Mesoamerican and Southwest Art & Artifacts
Mesoamerican and Southwest Artifacts
Maya Ceramics & Teotihuacan Influence
- Mammoform vessels: Maya adoption of Teotihuacan styles (flaring lip, thin orange); often tripod vessels.
- Mammoform refers to sweet potato (camote), a South American domesticate, not breasts.
- Chocolate pots: often contain a cold derivative vitamin and cacao residues; frequently foamy chocolate.
Maya Jadeite Axes
- Made from jadeite, very dense and heavy; difficult to work, highly polished.
- Ritualistic use: often found in caches (e.g., temple caches), sometimes in sets of nine (for nine lords of the night).
- Cosmological origin referent: pit placement representing the primordial hole of human emergence.
- Decapitator axes: elongated form associated with decapitation sacrifice.
- Mano Metate: basalt grinding stone, similar to mortar and pestle for small-scale grinding (e.g., salsa).
West Mexican Ceramics (Late Classic to Postclassic)
- Region (Jalisco, Michoacán, Colima) became culturally distinct from Central Mexico.
- Architecture maintained classic period forms (talud-tablero).
- Art depicted daily life scenes: women nursing, ball games, shamans, houses.
- Colima style: often features Mesoamerican cotton garments, keloid scarring, ear spools, body paint, cotton turbans.
- Many figures are feminine.
Mesoamerican/Southwest Connections (Early Postclassic)
- Strong trade connections, not just corn diffusion.
- Paquimé (Casas Grandes): a trading outpost in Northern Chihuahua with Pueblo and Mesoamerican traits.
- Owl bottles: containers for souls with owl figures.
- Chaco Canyon (Four Corners):
- Pueblo III and IV pottery: black-on-white, fine quality, made with yucca fiber (revived by Hopi).
- Chaco beer mugs: unique to Chaco Canyon (Pueblo Bonito), rare to find unbroken as discard usually involved breakage.
- Hohokam Culture (Southern Arizona):
- Exhibited strong Mesoamerican traits (e.g., ball courts with rubber balls).
- Pottery depicted antelopes, animals of the range; often featured wind symbolism (whirling patterns).
Zapotec Deity Sculpture (Monte Albán)
- Thirteen Serpent: a prominent cloud goddess, consort of the lightning god.
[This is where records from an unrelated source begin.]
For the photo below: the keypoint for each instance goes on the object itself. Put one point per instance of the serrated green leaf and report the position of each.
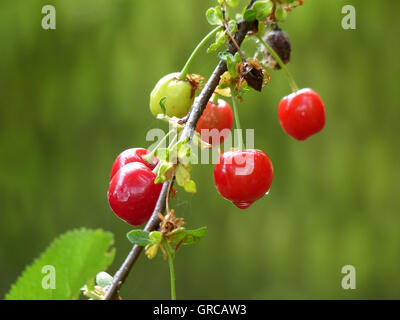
(249, 15)
(74, 259)
(139, 237)
(189, 237)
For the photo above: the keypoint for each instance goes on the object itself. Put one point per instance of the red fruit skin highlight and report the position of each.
(132, 194)
(302, 114)
(243, 176)
(131, 155)
(216, 116)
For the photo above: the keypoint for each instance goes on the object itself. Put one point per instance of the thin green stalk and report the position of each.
(236, 115)
(171, 270)
(290, 78)
(214, 98)
(186, 67)
(161, 142)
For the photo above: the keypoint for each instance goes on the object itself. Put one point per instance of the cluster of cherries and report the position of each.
(132, 193)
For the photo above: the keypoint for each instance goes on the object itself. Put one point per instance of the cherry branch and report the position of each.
(196, 111)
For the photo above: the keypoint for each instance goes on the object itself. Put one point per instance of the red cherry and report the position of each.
(132, 194)
(215, 116)
(131, 155)
(243, 176)
(302, 114)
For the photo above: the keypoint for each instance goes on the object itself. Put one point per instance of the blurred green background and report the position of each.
(71, 99)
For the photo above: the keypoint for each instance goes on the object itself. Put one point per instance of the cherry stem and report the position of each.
(214, 98)
(234, 42)
(186, 67)
(171, 269)
(290, 78)
(169, 147)
(236, 115)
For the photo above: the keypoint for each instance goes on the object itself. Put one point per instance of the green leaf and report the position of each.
(103, 279)
(162, 154)
(182, 175)
(214, 16)
(249, 15)
(221, 38)
(139, 237)
(162, 105)
(233, 3)
(263, 9)
(232, 25)
(231, 65)
(74, 259)
(189, 237)
(280, 13)
(155, 237)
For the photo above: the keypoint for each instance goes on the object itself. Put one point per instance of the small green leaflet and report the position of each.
(189, 237)
(139, 237)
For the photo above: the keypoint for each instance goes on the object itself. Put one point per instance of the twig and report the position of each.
(196, 111)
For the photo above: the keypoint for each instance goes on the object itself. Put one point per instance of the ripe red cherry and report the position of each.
(302, 114)
(243, 176)
(215, 116)
(132, 194)
(131, 155)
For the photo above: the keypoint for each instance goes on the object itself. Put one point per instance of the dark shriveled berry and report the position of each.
(279, 41)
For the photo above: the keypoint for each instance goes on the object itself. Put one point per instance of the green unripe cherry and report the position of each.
(179, 93)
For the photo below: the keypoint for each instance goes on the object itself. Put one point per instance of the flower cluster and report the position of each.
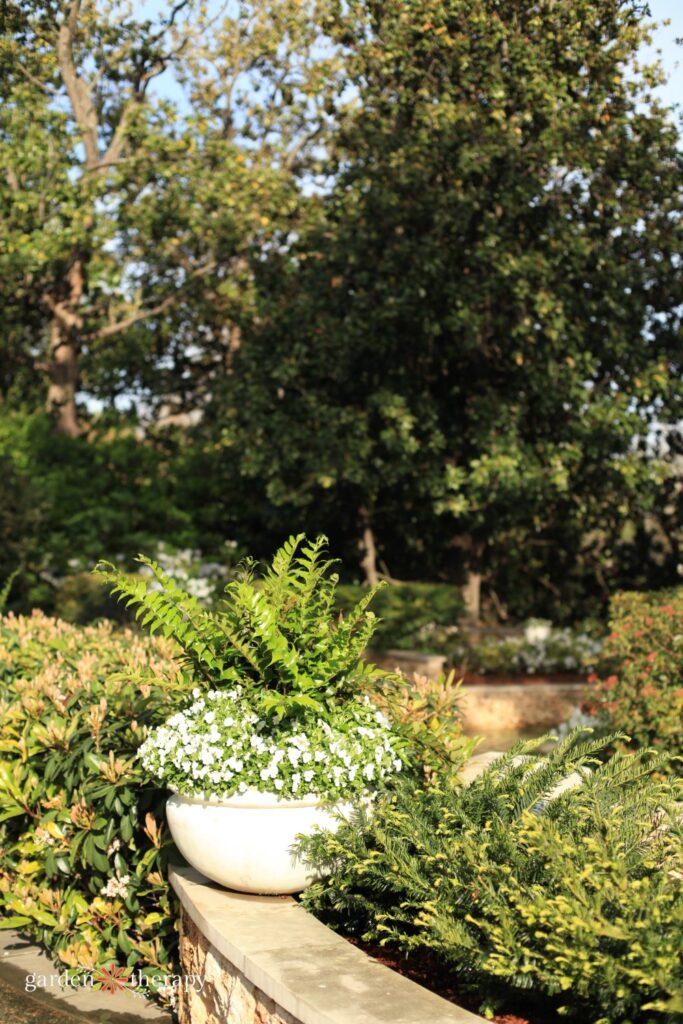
(117, 887)
(219, 747)
(201, 578)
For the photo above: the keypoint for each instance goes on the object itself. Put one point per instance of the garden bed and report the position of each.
(266, 958)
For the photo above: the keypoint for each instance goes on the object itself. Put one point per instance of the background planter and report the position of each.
(246, 843)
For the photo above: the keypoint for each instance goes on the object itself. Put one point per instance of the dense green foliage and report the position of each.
(640, 689)
(466, 352)
(274, 634)
(516, 893)
(83, 846)
(404, 273)
(408, 613)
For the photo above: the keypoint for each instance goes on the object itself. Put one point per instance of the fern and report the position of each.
(573, 897)
(274, 632)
- Classic Zapotec style: deities (male and female) typically depicted seated, kneeling, with long bony fingers draped over a throne, wearing elite regalia.
- Features: braided hairdo (still worn by Zapotec women), jade-colored necklace (originally green-blue).
- Pigmentation: Cinnabar (red pigment) discovered in ear spools, around chin, and inside the mouth/teeth.
- Worn a huipil (classic Postclassic garment).
- Ritual object: acts as an incense burner (sensor tube on back).
- Function: likely a household or niche deity (patroness) for elite palaces or farmer's huts, used for blood offerings (stingray spine/cactus thorn).